In [63]:
#The objective of this study is to perform real credit risk prediction using customer behavior data

In [2]:
import pandas as pd
from sklearn.model_selection import train_test_split
from sklearn.preprocessing import StandardScaler
from sklearn.linear_model import LogisticRegression
from sklearn.metrics import accuracy_score, classification_report
from sklearn.ensemble import RandomForestClassifier
from sklearn.metrics import accuracy_score, precision_score, recall_score, f1_score, roc_auc_score


In [3]:
df = pd.read_csv(r'C:\Users\Swetha\Downloads\default of credit card clients.csv')


In [4]:
#Separate features (X) and target (y)
X = df.drop("default payment next month", axis=1)
y = df["default payment next month"]


In [5]:
#Split data into training and testing sets


X_train, X_test, y_train, y_test = train_test_split(
    X, y, test_size=0.2, random_state=42
)


In [6]:
#Scale the data

scaler = StandardScaler()
X_train_scaled = scaler.fit_transform(X_train)
X_test_scaled = scaler.transform(X_test)



In [7]:
#Build and train the model
lr = LogisticRegression(max_iter=1000)
lr.fit(X_train_scaled, y_train)

In [8]:
#Random Forest


rf = RandomForestClassifier(random_state=42)
rf.fit(X_train, y_train)

In [20]:
#Predict credit card default
y_pred_lr = lr.predict(X_test_scaled)
y_pred_rf = rf.predict(X_test)


In [10]:
#Evaluate the model


def evaluate(y_test, y_pred, model_name):
    print(model_name)
    print("Accuracy:", accuracy_score(y_test, y_pred))
    print("Precision:", precision_score(y_test, y_pred))
    print("Recall:", recall_score(y_test, y_pred))
    print("F1 Score:", f1_score(y_test, y_pred))
    print("-"*30)

evaluate(y_test, y_pred_lr, "Logistic Regression")
evaluate(y_test, y_pred_rf, "Random Forest")



Logistic Regression
Accuracy: 0.8098333333333333
Precision: 0.6928251121076233
Recall: 0.23533891850723535
F1 Score: 0.35133598635588403
------------------------------
Random Forest
Accuracy: 0.8136666666666666
Precision: 0.6312247644683715
Recall: 0.3571972581873572
F1 Score: 0.45622568093385213
------------------------------


In [11]:
y_prob_lr = lr.predict_proba(X_test_scaled)[:,1]
y_prob_rf = rf.predict_proba(X_test)[:,1]

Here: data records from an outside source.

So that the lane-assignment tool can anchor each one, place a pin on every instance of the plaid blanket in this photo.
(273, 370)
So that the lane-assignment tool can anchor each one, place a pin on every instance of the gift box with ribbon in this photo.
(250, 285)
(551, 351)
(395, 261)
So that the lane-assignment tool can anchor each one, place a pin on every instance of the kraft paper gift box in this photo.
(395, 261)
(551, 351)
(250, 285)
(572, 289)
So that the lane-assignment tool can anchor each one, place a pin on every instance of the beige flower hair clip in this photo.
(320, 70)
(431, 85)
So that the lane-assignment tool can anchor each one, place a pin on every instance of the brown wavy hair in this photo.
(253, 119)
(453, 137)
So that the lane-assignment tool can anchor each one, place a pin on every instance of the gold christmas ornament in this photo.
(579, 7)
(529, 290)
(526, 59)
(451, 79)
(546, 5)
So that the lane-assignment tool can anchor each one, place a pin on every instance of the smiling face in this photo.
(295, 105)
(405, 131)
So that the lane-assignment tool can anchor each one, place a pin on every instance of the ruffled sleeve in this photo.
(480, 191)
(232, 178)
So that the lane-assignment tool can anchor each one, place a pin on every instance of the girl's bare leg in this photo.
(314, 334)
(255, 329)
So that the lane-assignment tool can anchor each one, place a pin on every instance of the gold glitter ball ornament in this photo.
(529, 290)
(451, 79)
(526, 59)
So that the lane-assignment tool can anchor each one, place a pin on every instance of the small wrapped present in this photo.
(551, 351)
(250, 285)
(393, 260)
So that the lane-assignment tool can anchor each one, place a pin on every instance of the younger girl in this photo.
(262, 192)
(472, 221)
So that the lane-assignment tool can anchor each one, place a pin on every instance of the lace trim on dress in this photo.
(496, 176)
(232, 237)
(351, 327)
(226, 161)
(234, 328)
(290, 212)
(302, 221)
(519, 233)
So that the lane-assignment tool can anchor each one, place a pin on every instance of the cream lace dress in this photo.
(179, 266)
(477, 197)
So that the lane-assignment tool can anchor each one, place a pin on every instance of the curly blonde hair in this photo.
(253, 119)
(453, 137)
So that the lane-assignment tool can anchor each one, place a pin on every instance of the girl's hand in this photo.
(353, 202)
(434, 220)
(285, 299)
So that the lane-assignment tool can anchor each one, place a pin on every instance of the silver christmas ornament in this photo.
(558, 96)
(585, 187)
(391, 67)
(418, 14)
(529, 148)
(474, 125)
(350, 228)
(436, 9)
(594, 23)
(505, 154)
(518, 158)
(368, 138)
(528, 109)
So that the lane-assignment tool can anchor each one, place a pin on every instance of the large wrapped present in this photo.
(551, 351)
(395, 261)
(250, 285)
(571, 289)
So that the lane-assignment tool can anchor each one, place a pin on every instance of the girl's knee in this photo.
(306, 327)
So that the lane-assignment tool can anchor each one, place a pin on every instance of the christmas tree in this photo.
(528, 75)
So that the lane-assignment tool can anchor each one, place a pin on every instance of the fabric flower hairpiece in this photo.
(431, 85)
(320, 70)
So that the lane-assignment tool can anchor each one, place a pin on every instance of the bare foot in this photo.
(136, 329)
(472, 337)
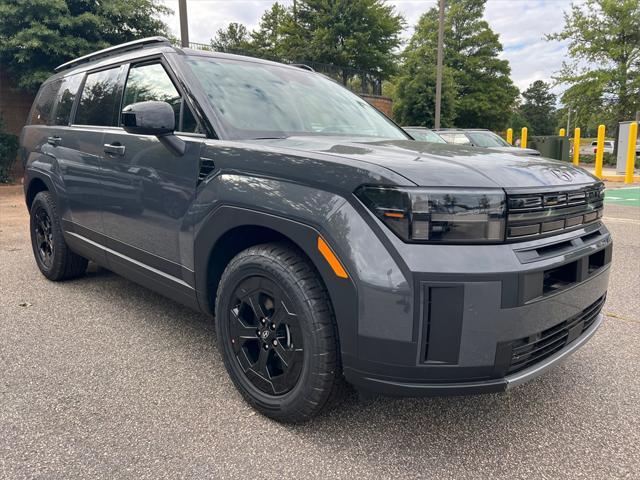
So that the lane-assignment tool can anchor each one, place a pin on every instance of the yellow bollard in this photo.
(599, 151)
(576, 146)
(631, 152)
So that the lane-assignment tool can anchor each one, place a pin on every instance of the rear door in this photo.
(148, 189)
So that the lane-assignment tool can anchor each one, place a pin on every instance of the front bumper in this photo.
(444, 319)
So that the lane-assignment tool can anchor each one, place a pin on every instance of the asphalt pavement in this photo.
(102, 378)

print("ROC-AUC Logistic Regression:", roc_auc_score(y_test, y_prob_lr))
print("ROC-AUC Random Forest:", roc_auc_score(y_test, y_prob_rf))

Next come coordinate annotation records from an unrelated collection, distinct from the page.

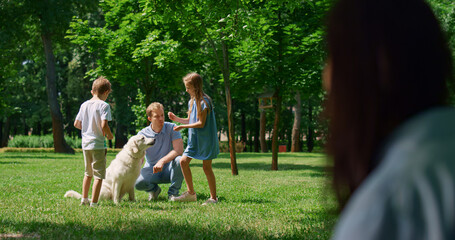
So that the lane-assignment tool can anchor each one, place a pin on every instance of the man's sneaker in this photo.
(185, 197)
(154, 195)
(210, 201)
(85, 201)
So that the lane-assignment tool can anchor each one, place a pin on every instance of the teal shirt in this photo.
(202, 142)
(411, 194)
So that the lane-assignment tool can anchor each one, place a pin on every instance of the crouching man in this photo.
(162, 159)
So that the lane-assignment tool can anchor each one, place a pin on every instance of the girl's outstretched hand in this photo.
(171, 115)
(178, 128)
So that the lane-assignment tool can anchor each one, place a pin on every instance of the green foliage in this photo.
(293, 203)
(45, 141)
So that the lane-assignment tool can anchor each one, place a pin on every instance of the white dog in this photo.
(123, 171)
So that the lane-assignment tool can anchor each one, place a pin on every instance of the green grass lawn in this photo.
(292, 203)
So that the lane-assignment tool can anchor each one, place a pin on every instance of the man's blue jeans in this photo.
(172, 173)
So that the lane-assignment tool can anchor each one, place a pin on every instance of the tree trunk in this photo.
(276, 124)
(310, 135)
(276, 131)
(60, 145)
(262, 132)
(243, 124)
(5, 132)
(256, 135)
(227, 90)
(295, 147)
(120, 136)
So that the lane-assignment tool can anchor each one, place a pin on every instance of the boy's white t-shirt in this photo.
(91, 114)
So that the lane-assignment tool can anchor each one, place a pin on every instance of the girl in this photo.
(202, 138)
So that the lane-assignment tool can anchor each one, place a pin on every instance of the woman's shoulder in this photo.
(409, 185)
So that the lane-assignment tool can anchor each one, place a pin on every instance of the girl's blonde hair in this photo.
(153, 107)
(101, 85)
(195, 80)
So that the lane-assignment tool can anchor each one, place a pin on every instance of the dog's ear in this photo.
(134, 148)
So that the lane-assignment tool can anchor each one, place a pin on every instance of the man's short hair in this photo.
(152, 107)
(101, 85)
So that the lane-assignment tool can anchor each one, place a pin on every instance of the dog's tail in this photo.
(73, 194)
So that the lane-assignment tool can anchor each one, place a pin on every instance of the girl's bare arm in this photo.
(199, 124)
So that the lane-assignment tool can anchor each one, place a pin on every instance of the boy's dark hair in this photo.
(101, 85)
(390, 61)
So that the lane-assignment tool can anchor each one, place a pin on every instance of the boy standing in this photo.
(92, 119)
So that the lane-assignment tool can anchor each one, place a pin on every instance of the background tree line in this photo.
(51, 50)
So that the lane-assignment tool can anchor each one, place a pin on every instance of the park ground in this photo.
(294, 202)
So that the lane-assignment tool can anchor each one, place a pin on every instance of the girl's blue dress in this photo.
(202, 142)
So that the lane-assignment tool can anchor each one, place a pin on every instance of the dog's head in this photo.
(139, 143)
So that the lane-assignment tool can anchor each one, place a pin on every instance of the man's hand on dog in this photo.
(158, 167)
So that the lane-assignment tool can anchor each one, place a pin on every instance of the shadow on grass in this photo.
(158, 229)
(10, 162)
(269, 155)
(316, 170)
(28, 156)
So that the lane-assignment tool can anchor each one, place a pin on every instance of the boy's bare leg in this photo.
(86, 186)
(185, 165)
(96, 189)
(207, 166)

ROC-AUC Logistic Regression: 0.7270556485659562
ROC-AUC Random Forest: 0.7602945939011357


In [12]:
#by using random forest, The model can predict credit risk using customer behavior data, but it is better at identifying safe customers than risky ones.

In [13]:
# Predict default for test data
#Each value is the model’s prediction----0 = safe customer----1 = risky customer
y_pred = rf.predict(X_test)
y_pred[:10]


array([0, 0, 0, 0, 0, 0, 0, 0, 0, 0])

In [21]:
X = df.drop(["ID", "default payment next month"], axis=1)
y = df["default payment next month"]


In [22]:
# Train-test split
X_train, X_test, y_train, y_test = train_test_split(
    X, y, test_size=0.2, random_state=42
)

# Train Random Forest model
rf = RandomForestClassifier(
    n_estimators=100,
    random_state=42
)
rf.fit(X_train, y_train)

In [23]:
# Predict default for test data
# 0 = safe customer, 1 = risky customer
y_pred = rf.predict(X_test)

# Show first 10 predictions
y_pred[:10]

array([0, 0, 0, 0, 0, 0, 0, 0, 0, 0])

In [27]:
#Predict for ONE new customer (real prediction)
new_customer = [[200000, 2, 2, 1, 35,
                 0, 0, 0, 0, 0, 0,
                 5000, 4800, 4700, 4600, 4500, 4400,
                 2000, 2000, 2000, 2000, 2000, 2000]]

# Predict
prediction = rf.predict(new_customer)

prediction




array([0])

In [28]:
prediction = rf.predict(new_customer)
if prediction[0] == 1:
    print("Customer is predicted to be HIGH CREDIT RISK (may default).")
else:
    print("Customer is predicted to be LOW CREDIT RISK (likely to pay).")


Customer is predicted to be LOW CREDIT RISK (likely to pay).




In [26]:
#FINAL INFERENCE:
#The model shows that the customer has low credit risk, which means the customer is likely to pay the credit card bill on time.